サードパーティ製ロードバランサーを使用したTLS設定

サードパーティ製のロードバランサーを使用してGO-GlobalのTLSターミネーションを設定し、クライアント、ホスト、およびWebアプリケーション間の安全かつ最適化された接続を確保する方法について解説します。

掲載日
2026年3月24日
最終更新日
2026年3月24日
目次

サードパーティ製ロードバランサーを使用したTLS設定

はじめに

サードパーティ製のロードバランサーを使用してGO-Globalを導入する場合、管理者はセキュリティとパフォーマンスのバランスを考慮して、TLSプロトコルの終端処理を行う場所を選択できます。Webアプリケーションでは、ホストの負荷を軽減するためにロードバランサーでTLSを終端処理することが多いですが、GO-Globalは通常、セッションあたりの接続数が少ないため、どちらのアプローチも有効です。 本ガイドでは、ロードバランサーとGO-GlobalホストのどちらでTLSを終了させるべきかについて解説し、各オプションを安全かつ効率的に設定するための手順を順を追って説明します。

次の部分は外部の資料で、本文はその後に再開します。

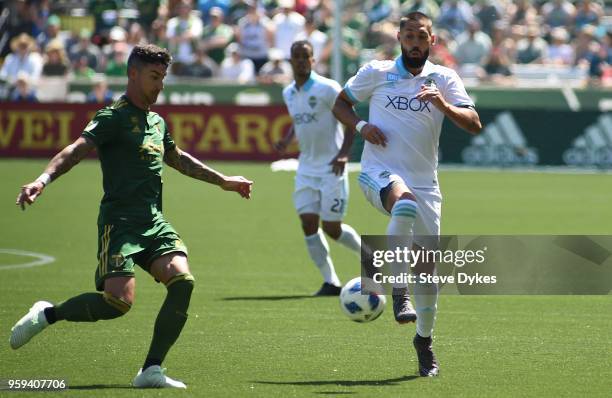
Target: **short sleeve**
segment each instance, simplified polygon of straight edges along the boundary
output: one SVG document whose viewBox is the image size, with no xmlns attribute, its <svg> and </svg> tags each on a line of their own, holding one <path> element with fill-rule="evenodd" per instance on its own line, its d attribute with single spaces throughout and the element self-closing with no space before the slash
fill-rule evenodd
<svg viewBox="0 0 612 398">
<path fill-rule="evenodd" d="M 342 86 L 340 86 L 334 80 L 331 81 L 331 84 L 327 85 L 324 101 L 329 106 L 329 109 L 334 107 L 334 103 L 336 102 L 336 98 L 338 97 L 338 94 L 340 94 L 340 91 L 342 91 Z"/>
<path fill-rule="evenodd" d="M 365 101 L 374 92 L 374 67 L 367 63 L 359 69 L 357 74 L 351 77 L 344 85 L 344 91 L 353 103 Z"/>
<path fill-rule="evenodd" d="M 474 106 L 474 101 L 465 91 L 465 86 L 455 71 L 447 77 L 444 99 L 455 106 Z"/>
<path fill-rule="evenodd" d="M 118 131 L 116 117 L 112 109 L 99 110 L 85 126 L 81 135 L 92 140 L 98 147 L 112 141 Z"/>
<path fill-rule="evenodd" d="M 167 152 L 176 148 L 176 143 L 170 135 L 170 131 L 168 130 L 168 125 L 166 124 L 166 121 L 162 119 L 162 123 L 164 125 L 164 152 Z"/>
</svg>

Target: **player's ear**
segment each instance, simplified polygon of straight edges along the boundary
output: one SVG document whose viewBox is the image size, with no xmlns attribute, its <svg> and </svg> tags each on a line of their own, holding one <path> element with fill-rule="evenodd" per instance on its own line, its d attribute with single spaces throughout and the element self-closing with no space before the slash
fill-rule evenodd
<svg viewBox="0 0 612 398">
<path fill-rule="evenodd" d="M 436 35 L 431 35 L 431 45 L 435 46 L 438 37 Z"/>
</svg>

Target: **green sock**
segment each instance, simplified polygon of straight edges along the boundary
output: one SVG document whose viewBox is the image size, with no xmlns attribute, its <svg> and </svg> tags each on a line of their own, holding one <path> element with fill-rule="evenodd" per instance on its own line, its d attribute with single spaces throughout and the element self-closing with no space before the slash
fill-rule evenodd
<svg viewBox="0 0 612 398">
<path fill-rule="evenodd" d="M 118 318 L 130 310 L 130 305 L 109 294 L 83 293 L 54 307 L 58 321 L 96 322 Z"/>
<path fill-rule="evenodd" d="M 193 276 L 179 274 L 166 285 L 168 294 L 155 320 L 153 340 L 151 340 L 151 347 L 145 363 L 161 364 L 170 347 L 178 339 L 185 322 L 187 322 L 187 309 L 189 308 L 193 284 Z"/>
</svg>

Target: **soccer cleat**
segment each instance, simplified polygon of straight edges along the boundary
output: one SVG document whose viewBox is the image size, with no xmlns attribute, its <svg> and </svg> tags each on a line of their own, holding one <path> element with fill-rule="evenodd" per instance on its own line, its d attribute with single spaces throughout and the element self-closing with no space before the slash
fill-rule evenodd
<svg viewBox="0 0 612 398">
<path fill-rule="evenodd" d="M 342 286 L 332 285 L 331 283 L 324 282 L 321 288 L 314 296 L 339 296 Z"/>
<path fill-rule="evenodd" d="M 166 376 L 166 368 L 159 365 L 149 366 L 144 372 L 140 369 L 132 381 L 132 386 L 136 388 L 187 388 L 182 381 Z"/>
<path fill-rule="evenodd" d="M 11 329 L 11 337 L 9 339 L 12 349 L 16 350 L 21 347 L 49 326 L 44 312 L 47 307 L 53 307 L 53 304 L 47 301 L 37 301 L 28 313 L 17 321 Z"/>
<path fill-rule="evenodd" d="M 431 350 L 431 337 L 421 337 L 418 333 L 412 340 L 419 359 L 419 375 L 422 377 L 438 376 L 438 360 Z"/>
<path fill-rule="evenodd" d="M 400 324 L 416 321 L 417 314 L 410 302 L 410 294 L 393 295 L 393 315 L 395 315 L 397 323 Z"/>
</svg>

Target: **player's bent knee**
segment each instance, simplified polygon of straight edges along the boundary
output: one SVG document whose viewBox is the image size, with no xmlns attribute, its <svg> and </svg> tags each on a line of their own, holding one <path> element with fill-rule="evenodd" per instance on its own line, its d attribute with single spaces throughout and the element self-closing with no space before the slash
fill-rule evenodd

サードパーティ製のロードバランサーを使用し、TLSプロトコルが必要な場合(例えば、クライアントがインターネット経由でロードバランサーに接続する場合など)、TLSプロトコルの終了は、ロードバランサー側またはGO-Globalホスト側のいずれかで行われます。

Webアプリケーションの場合、TLS接続のネゴシエーションの負荷をアプリケーションホストではなくロードバランサーに負わせるため、一般的にロードバランサー側でTLSプロトコルを終了させることが望ましいです。これは、Webアプリケーションが通常、ユーザーセッションごとにアプリケーションホストに対して多数の接続を開くため、重要な点となります。一方、GO-Globalは通常、セッションごとに1つの接続しか開きません。 したがって、GO-Global では、ロードバランサーで TLS プロトコルを終了させる必要性は低くなります。ただし、これを望ましい場合もあるでしょう。

ロードバランサーでTLSを終了させる

A. GO-Globalホストの設定を行い、TCPプロトコルを使用し、暗号化を無効にします:

  1. ファームマネージャーで管理コンソールを実行します。
  2. ツール | ホストオプションをクリックします。
  3. [セキュリティ] タブをクリックします。
  4. プロトコル」で「TCP」を選択します。
  5. 暗号化」で、「なし」を選択します。
  6. [OK]をクリックしてください。

B. フェイルオーバー用ファームマネージャーを使用する場合は、その設定が同一であることを確認してください。
これを行うには、次のいずれかの方法があります:

  • フェイルオーバー・ファーム・マネージャーで手順 1 を繰り返す
    -または-
  • プライマリ・ファーム・マネージャーからフェイルオーバー・ファーム・マネージャーへHostProperties.xmlファイルをコピーする

C. ロードバランサーがTLSプロトコルを使用するように設定します。たとえば、Amazon Web Services Network Load Balancer を使用する場合は、リスナーのプロトコルを TLS に設定し、ロードバランサーに TLS 証明書をインストールします。

TLS 証明書がワイルドカード証明書である場合、証明書の「共通名(Common Name)」で指定されたドメインは、クライアントがロードバランサーへの接続に使用するアドレスのドメインと一致している必要があります。 あるいは、TLS証明書がワイルドカード証明書でない場合、証明書の「Common Name」は、クライアントがロードバランサーへの接続に使用するアドレスと一致している必要があります。

D. AppController および/または GO-Global Web App で TLS オプションを有効にします:

  • AppController を使用する場合は、AppController のコマンドラインに「-tls 1」を追加してください。
  • GO-Global Webアプリをご利用の際は、URLに「tls=true」を追加するか、logon.htmlファイル内で「tls=true」を設定してください。

ロードバランサーでTLSプロトコルの接続が終了する場合、クライアントとロードバランサー間のデータは暗号化されますが、ロードバランサーとホスト間のデータは暗号化されません。クライアントからホストまでエンドツーエンドでデータを暗号化する必要がある場合は、TLSプロトコルの接続をホスト側で終了させる必要があります。

結論

GO-Global環境においてTLS終端処理を適切に設定することで、クライアント、ロードバランサー、およびホスト間の安全かつ効率的な通信が確保されます。ロードバランサーでTLSを終端処理することで、管理が簡素化され、ホストのCPU負荷が軽減されます。一方、エンドツーエンドのTLS終端処理は、データのセキュリティを強化します。両方の方法を理解することで、管理者はネットワークのパフォーマンス、スケーラビリティ、およびセキュリティの要件に最適な設定を実施することができます。